Il capitalismo ha continuato a erodere i salari dei bianchi da decenni, ormai. Ne è derivato che un maggior numero di bianchi si è unito alla lotta contro il capitalismo razziale. Ma non esiste una garanzia su quanto potrà accadere con il proletariato bianco. Sebbene al suo interno si possano individuare delle correnti rivoluzionarie, la sua storia si fonda sul razzismo, e ha molto lavoro da fare per convincere gli altri lavoratori che è impegnato nella rivoluzione. Ciò richiede un impegno che mai si è visto prima d’ora. Esistono un sacco di spiegazioni superficiali e astratte su come l’idea di essere bianchi possa essere superata attraverso la consapevolezza della colpa, il sacrificio personale, la carità e i comportamenti interpersonali, ma la strada più chiara da percorrere è quella di unirsi allo scontro di classe, combattere la polizia e incendiarne auto e commissariati, dare alle fiamme tribunali ed edifici dei dipartimenti correzionali, e dedicarsi anima e corpo alla lotta.
La sollevazione ha costretto tutti a schierarsi, profilando all’orizzonte lo spettro di una guerra civile. Come possiamo trasformare una tale guerra civile in una guerra rivoluzionaria che abolisce la “bianchezza” (l’essere bianchi), il colonialismo, l’imperialismo, il capitalismo e il patriarcato? Perché ciò avvenga, si deve sviluppare un’alleanza rivoluzionaria tra tutte le componenti del proletariato, capace di opporsi alle classi medie e alla borghesia di tutte le identità. La nascita di quest’alleanza proletaria si fonderà su una solidarietà così differente da ciò che si intende di solito per solidarietà, che sembrerà ai più, sinistra compresa, un mostro. Tutto ciò richiede una strategia, un’organizzazione, una tattica e una politica per le quali la maggior parte della sinistra statunitense è del tutto impreparata. Ma il fatto che le cose stiano in questo modo, non implica affatto che debbano restare così.

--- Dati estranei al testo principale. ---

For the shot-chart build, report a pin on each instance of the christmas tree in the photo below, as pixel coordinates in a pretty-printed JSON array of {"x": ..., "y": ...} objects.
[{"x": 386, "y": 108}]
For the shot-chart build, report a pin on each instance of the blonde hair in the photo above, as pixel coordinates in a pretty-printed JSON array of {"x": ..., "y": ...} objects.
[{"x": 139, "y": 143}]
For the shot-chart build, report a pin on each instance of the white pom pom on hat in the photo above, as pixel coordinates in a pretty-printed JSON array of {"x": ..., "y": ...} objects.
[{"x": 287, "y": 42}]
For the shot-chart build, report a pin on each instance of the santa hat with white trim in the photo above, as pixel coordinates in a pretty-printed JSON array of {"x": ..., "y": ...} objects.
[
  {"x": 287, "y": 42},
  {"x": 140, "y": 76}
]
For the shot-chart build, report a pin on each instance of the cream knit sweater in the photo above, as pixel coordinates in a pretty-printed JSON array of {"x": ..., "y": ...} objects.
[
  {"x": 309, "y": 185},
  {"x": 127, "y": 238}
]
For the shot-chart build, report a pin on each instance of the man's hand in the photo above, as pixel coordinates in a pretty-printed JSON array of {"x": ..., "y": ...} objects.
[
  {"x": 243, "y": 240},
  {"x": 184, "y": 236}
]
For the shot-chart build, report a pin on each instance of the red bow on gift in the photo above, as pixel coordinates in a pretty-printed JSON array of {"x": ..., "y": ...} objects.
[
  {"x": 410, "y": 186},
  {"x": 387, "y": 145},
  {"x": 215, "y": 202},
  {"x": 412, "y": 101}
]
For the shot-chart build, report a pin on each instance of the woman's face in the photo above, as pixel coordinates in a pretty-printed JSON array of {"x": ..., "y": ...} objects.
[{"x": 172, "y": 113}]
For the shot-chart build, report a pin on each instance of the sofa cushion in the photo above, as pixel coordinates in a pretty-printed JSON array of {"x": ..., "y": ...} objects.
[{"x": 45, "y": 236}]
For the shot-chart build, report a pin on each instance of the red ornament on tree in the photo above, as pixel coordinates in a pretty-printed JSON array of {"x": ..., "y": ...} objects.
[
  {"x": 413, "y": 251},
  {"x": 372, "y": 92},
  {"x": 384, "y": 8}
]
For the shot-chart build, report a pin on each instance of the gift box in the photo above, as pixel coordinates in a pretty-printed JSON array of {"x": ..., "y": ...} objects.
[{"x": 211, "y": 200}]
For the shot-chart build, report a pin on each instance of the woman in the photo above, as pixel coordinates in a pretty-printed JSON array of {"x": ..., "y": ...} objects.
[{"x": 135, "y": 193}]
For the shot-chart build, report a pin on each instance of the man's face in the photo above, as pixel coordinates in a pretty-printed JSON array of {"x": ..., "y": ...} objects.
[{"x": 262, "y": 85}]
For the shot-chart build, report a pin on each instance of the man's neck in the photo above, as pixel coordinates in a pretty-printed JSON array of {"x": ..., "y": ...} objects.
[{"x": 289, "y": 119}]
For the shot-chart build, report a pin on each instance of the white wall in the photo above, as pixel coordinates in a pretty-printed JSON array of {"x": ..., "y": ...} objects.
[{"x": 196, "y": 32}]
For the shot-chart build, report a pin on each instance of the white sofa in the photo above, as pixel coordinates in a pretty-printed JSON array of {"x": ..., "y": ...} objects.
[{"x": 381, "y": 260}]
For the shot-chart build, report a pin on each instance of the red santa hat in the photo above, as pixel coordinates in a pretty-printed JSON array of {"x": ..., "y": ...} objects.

Alcuni guarderanno queste ribellioni e continueranno a pensare esattamente ciò che pensavano prima. Costoro non hanno nulla da imparare. Scontri, saccheggi e incendi hanno ottenuto in un’estate più risultati di decenni di attivismo. Questa estate ha trasformato un’intera generazione. Non sono le ONG, la sinistra o anche la sinistra rivoluzionaria ad averlo fatto. Sono migliaia di giovani coraggiosi che agiscono di propria iniziativa, seguendo ciò che percepiscono sensato fare, ciò che pare loro una risposta non solo logica o d’impatto, ma che sia a tutti gli effetti degna a quello che appare come un massacro di stato. È a loro e ai nostri compagni caduti che noi rendiamo omaggio.
Se una prassi rivoluzionaria emergerà, essa sorgerà forgiata dalle fiamme di questa ribellione. Ora – con una nuova recessione, masse di proletari disoccupati, decine di migliaia di persone sull’orlo dello sfratto e una pandemia che sta peggiorando – la crisi che ha dato il via alle proteste si sta ulteriormente radicando. Nonostante la spinta in senso riformistico e la pantomima delle elezioni, lo scontro continua.
Diamo il nostro benvenuto al mostro proletario.